Educated at Twickenham County Grammar School, Chris completed her PhD at Nottingham University in 1975. Much of her career was spent at Nottingham Trent University, formerly Trent Polytechnic. Chris became Associate Dean (Research and Postgraduate Studies) in the university’s College of Business, Law and Social Sciences. A great institution builder and inspirational leader, she brought together a team of distinguished research professors including Nicholas Tilley, Irene Hardill, Peter Dwyer and Perri 6. She was also a mentor and teacher, and many of her students remember her patience, encouragement and sense of humour with great affection.
In exemplary service to her profession, Chris played leading roles in the Academy of Social Sciences where she was elected a fellow in 2003, chaired the Joint University Council (which made her a lifetime honorary fellow) and its Public Administration Committee for many years, served on the 2008 Research Assessment Exercise politics panel, sat on many Economic and Social Research Council committees and on the Steering Group for the International Benchmarking Exercise for Politics research. She gave evidence to several parliamentary select committees and advised many government departments. These included giving evidence to the Select Committee on Public Administration: Examination of Witness on 17th May 2000, following submission of Memorandum (subject: electronic democracy and public participation). In 2006-2008 she advised the Department of Communities and Local Government and cabinet committee MISC 31 on data sharing and privacy. In 2006, she presented the findings of the ESRC-funded research on data sharing and privacy in multi-agency working, to the Parliamentary IT Committee and (by invitation) in March 2003 advised the Commission of the European Communities Study of Back Office Integration in support of E-Government on identifying best practice.
Against both the fashionable utopianism that computing would enable the “reinvention” of government, and against pessimism that technology would necessarily introduce the panopticon dystopia, Chris used her long historical perspective on information handling in British government to show technology does not make the state. Rather, enduring institutionalised practices of public services and parliamentary accountability shape the uses of technology. Her detailed archival research demonstrated that the British state had neither capabilities nor intentions for either drastic integration or comprehensive surveillance. Her ESRC-funded work in the 2000s on how public services strike different settlements between rival imperatives for joint working and client confidentiality stands preeminent in its field. Often ferociously critical of fashionable nostrums in political science and practical public administration, Chris argued for taking both institutions and empirical nuance seriously. Her deep commitments to combining craft of research with rigorous design and to teaching led to her widely used textbook, “Principles of methodology”. She worked until her death on her administrative history of identity management in British government from the nineteenth century to the present.

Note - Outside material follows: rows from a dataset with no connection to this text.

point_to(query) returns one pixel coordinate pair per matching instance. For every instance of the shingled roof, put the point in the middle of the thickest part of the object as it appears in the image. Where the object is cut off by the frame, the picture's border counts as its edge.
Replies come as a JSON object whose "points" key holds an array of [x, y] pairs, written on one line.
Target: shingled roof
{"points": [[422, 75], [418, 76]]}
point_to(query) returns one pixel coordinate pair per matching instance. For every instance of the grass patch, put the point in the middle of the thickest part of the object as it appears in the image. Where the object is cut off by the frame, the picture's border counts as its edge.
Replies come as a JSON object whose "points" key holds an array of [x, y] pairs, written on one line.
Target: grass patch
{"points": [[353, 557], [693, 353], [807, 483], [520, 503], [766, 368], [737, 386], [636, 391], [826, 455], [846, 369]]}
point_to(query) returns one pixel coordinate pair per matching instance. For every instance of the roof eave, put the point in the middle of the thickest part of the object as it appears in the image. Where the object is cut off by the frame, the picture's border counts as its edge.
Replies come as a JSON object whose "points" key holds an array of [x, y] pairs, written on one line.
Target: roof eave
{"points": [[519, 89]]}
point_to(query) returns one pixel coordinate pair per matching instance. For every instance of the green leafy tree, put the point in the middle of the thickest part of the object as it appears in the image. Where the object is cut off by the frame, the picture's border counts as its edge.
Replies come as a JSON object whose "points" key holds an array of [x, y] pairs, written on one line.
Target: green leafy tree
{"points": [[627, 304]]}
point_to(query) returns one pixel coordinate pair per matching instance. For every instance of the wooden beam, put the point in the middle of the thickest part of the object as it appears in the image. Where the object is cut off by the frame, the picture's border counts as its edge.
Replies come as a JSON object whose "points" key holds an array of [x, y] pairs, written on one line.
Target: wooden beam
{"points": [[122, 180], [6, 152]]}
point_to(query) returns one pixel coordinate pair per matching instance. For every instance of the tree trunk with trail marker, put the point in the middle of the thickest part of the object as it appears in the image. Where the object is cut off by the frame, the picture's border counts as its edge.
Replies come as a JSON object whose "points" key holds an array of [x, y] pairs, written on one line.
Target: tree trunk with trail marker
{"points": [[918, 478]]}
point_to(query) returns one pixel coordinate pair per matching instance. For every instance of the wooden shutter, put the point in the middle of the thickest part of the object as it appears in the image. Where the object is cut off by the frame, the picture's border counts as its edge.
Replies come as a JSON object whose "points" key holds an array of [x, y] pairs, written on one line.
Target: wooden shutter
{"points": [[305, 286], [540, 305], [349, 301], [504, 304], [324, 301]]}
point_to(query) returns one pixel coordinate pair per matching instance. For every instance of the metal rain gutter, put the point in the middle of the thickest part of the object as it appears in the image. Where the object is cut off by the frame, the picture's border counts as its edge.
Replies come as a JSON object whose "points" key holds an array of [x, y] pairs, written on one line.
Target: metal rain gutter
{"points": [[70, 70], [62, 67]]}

As well as being a noted academic, Chris was also a loyal friend, wife, mother, stepmother and grandmother. She had a wonderful sense of humour and a very down to earth manner, and strong sense of family. She took great pleasure in hosting family parties and having extended family around her - grandchildren enjoyed coming to stay (and falling in the pond!). Her garden was one of her particular prides, and she was also a great source of plants for other members of her family.
She enjoyed many forms of music, both listening and playing, and supported the Music for Everyone movement in Nottingham, singing alto in the Nottingham Festival Chorus, and in the West Bridgeford Daytime Voices. An accomplished recorder player she played tenor recorder in the Leicester Recorder Players.
With her husband David she spent many times on their yacht, either in heavy winds going between the East coast and Cowes, or enjoying summer evenings moored up listening to music with a glass of wine and reading. She was an avid reader of all types of literature from biography to novels, and her Kindle was seldom far from her.
She is survived by David, daughter Alice and grandchildren, Emily and Thomas, step daughter Sam and stepson Phillip.